For several years now, under the radar, and lead by Savulescu, there as been a bioethical stream of thought kicking around novel ideas about how to separate patients from their organs before they are dead.

Generally, donor organs are only removed from patients once the patient has been declared dead evidenced by irreversible stoppage of the heart. This takes at least several minutes, and is a major problem because organs begin to deteriorate the moment the heart ceases pumping blood around the body.

So, what’s a good medical and bioethical profession to do?

Well, take the underground idea of taking the organs before the patient has been declared dead, clothe it in civic-minded do-good-you-owe-it-to-your-fellow-man hyperbole, and start to twist broader public opinion to accept medical killing as a good thing.

Start the propaganda by writing a scholarly paper in a reputable journal to present killing patients as a meaningful, profound, and absolutely appropriate thing to do.

Yes, folks, make us think that removing all donatable organs from living people is cool.

Except for the poor patient, of course, who dies because their organs have disappeared into a cooler for someone else.

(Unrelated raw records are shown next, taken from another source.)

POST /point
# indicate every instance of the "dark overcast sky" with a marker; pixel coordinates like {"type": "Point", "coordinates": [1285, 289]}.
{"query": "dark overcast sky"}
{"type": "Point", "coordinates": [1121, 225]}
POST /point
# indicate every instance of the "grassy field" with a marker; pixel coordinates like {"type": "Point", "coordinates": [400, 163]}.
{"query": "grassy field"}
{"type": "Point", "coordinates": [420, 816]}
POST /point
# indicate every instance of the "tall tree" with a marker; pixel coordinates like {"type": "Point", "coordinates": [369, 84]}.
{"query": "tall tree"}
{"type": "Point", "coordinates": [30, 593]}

I’m not making this up. Wish I were.

Unsurprisingly, Savulescu’s rationale is the same old same old:
The patient is going to die anyway.
We’ll put “safeguards” in place so the system is not abused.
Just think how many people can be helped if we do this.
Think how many people will not be helped if we don’t.
And, yes, of course, we’ll do our best to convince people on their deathbeds that this is for the larger good.
And oh, by the way, we’ll give you anesthetic before we kill you and take your organs. You won’t feel a thing.
A win-win all around, no?

Beyond frightening.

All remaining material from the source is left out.